可是咬過去,是硬邦邦的胸肌。
牙齒都酸了。
被投喂得極好的小喪尸,身體每一寸都非常滋潤,哭起來都是水汪汪的,像人類一樣嗚嗚的哽咽兩聲,透明的眼淚從清純漂亮的臉上流了下來,從小尖下巴滴落、從纖細的脖頸到精致的鎖骨,有幾滴甚至滴落到了章逸鳴手上。
冰冰涼涼的,滴下來的時候讓人的心驀地一顫。
章逸鳴連連忙幫他擦拭眼淚,“怎么了,也沒有欺負你啊”
從來沒有見過這種喪尸,嬌嬌氣氣的,還會哭。
章逸鳴微微垂眸看他,一只手幫他擦眼淚。
擦眼淚一只手就夠了,另外一只手在幫他解腰帶,也用異能輔助。
漂亮的小喪尸嬌嬌氣氣哭得稀里嘩啦,身體像是水做的似的,哭起來難以哄好。
章逸鳴連呼吸喘氣都不敢大聲,語氣是從來沒有的輕。
“別哭了,不疼的不疼的,沒有要怎么樣你,只是幫你好好穿衣服”
他正說著,復雜的腰帶終于解開了,白夏的衣服因為沒有腰帶的支撐突然滑落,章逸鳴還沒有來得及撈住衣服,房門突然“嘭”地一聲被沖得粉碎。
沈旭氣沖沖在站在門口,一副要毀滅世界的可怕樣子
“你、在、做、什、么混蛋”
急急忙忙趕回來,心驚膽戰,宛如被刀懸在頭頂,連呼吸都不順暢。
沈旭擔心得要命,恨不得立刻飛到白夏的身邊。
屋子里的藤蔓和他有一絲聯系,死活是沒有感覺到有活物進去,但是就是被入侵了。
也不是喪尸。
他努力活動藤蔓,竟感覺自己的藤蔓被一股力量壓制住了。
一定有強大的異能者闖入,離他很遠的藤蔓無法調動全部力量,宛如模式化一般的,無法對抗更高級的東西。

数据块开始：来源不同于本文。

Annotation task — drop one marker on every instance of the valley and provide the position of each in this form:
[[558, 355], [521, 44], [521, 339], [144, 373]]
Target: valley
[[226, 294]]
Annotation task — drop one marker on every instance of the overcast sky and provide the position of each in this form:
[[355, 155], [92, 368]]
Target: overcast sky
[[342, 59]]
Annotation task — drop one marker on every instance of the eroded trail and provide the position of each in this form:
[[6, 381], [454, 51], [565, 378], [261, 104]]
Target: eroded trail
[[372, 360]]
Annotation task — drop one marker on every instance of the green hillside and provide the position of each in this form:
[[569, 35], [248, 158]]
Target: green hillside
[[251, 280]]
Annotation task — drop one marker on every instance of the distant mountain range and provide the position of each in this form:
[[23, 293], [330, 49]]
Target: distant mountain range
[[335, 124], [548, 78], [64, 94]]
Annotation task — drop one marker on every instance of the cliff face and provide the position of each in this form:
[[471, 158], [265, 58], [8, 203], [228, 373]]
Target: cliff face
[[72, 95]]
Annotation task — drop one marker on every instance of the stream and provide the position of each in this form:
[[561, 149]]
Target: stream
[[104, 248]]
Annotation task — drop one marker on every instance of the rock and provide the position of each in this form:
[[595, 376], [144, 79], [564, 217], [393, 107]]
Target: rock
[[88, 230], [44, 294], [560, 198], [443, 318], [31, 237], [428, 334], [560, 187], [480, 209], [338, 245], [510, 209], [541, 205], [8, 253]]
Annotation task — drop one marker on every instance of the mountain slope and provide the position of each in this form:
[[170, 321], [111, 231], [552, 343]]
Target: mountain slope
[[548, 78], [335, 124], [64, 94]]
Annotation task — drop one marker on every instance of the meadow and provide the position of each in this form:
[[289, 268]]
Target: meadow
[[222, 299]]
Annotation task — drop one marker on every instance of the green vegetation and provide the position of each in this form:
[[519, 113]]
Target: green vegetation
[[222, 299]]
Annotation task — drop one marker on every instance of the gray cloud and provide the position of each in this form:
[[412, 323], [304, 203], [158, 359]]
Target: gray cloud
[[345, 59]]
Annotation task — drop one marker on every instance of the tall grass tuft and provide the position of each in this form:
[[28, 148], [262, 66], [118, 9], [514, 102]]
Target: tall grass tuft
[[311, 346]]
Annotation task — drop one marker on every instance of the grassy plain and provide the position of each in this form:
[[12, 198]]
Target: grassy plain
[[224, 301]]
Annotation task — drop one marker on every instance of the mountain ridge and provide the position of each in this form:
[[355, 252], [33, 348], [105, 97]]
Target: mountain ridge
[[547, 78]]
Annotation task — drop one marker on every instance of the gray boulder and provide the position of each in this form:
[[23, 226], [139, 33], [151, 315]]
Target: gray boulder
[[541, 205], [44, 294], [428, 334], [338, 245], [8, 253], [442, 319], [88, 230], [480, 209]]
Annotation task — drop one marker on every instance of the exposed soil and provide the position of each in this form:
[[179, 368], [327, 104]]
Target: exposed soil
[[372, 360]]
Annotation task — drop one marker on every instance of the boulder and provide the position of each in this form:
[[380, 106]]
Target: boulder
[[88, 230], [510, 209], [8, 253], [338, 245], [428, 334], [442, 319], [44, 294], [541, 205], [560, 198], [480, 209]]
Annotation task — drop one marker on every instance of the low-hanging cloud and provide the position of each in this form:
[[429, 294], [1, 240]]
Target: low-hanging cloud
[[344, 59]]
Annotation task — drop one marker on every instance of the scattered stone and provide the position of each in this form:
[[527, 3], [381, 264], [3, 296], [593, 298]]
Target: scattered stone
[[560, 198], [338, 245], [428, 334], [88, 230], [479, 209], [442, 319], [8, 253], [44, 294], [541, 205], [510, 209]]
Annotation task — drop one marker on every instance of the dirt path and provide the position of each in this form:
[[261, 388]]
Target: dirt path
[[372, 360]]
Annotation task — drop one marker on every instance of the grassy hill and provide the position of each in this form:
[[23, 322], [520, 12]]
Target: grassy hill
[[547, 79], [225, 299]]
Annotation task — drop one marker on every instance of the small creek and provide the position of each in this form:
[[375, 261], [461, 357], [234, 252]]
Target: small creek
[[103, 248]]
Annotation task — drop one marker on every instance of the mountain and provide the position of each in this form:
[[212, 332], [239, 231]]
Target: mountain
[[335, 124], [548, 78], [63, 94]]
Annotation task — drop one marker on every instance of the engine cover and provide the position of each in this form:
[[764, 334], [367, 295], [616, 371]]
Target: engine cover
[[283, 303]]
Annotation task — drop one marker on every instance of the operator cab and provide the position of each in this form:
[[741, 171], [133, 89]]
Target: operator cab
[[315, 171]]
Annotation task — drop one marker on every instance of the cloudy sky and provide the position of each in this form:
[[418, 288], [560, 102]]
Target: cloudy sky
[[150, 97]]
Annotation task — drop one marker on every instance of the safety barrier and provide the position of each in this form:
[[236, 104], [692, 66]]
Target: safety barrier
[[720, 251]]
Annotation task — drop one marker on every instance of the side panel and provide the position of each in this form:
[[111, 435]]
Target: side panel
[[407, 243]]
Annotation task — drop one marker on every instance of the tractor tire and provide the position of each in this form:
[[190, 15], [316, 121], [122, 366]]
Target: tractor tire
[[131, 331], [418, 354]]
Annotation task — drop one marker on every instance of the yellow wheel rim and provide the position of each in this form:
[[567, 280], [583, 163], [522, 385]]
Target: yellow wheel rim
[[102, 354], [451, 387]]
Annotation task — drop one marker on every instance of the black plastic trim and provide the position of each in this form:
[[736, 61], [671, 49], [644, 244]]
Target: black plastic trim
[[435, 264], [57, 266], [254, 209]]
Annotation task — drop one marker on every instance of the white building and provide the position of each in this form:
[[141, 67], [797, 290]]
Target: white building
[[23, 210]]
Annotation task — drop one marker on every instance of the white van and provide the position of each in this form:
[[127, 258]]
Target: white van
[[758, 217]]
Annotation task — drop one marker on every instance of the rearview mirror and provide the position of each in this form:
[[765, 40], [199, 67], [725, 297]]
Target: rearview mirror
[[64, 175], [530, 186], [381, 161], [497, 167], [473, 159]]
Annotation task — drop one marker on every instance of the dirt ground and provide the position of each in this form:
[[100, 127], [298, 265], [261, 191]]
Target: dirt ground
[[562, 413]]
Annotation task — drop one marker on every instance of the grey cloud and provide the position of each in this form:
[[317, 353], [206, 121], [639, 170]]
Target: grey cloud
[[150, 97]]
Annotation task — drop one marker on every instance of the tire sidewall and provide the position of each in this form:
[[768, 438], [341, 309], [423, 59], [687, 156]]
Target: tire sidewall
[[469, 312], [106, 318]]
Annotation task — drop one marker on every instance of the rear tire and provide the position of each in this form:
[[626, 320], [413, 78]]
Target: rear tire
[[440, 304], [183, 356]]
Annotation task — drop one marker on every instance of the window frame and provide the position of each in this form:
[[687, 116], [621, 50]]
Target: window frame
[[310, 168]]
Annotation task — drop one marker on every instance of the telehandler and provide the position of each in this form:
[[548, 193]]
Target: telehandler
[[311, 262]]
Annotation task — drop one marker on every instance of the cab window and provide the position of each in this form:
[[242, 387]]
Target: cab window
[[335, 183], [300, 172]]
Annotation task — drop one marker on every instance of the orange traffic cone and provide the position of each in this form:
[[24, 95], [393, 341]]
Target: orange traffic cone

沈旭匆忙趕回來的時候,沖開門的一瞬間感覺到白夏沒有事。
懸著的心終于放了下來,但是眼前出現了讓他怒氣飚升的一幕
這一瞬間沈旭心中殺意鋪天蓋地。
他看見白夏被一個高大的男人抵在墻角,那男人渾身上下充滿了危險的力量,古銅色的膚色和白夏潔白美麗形成鮮明的對比。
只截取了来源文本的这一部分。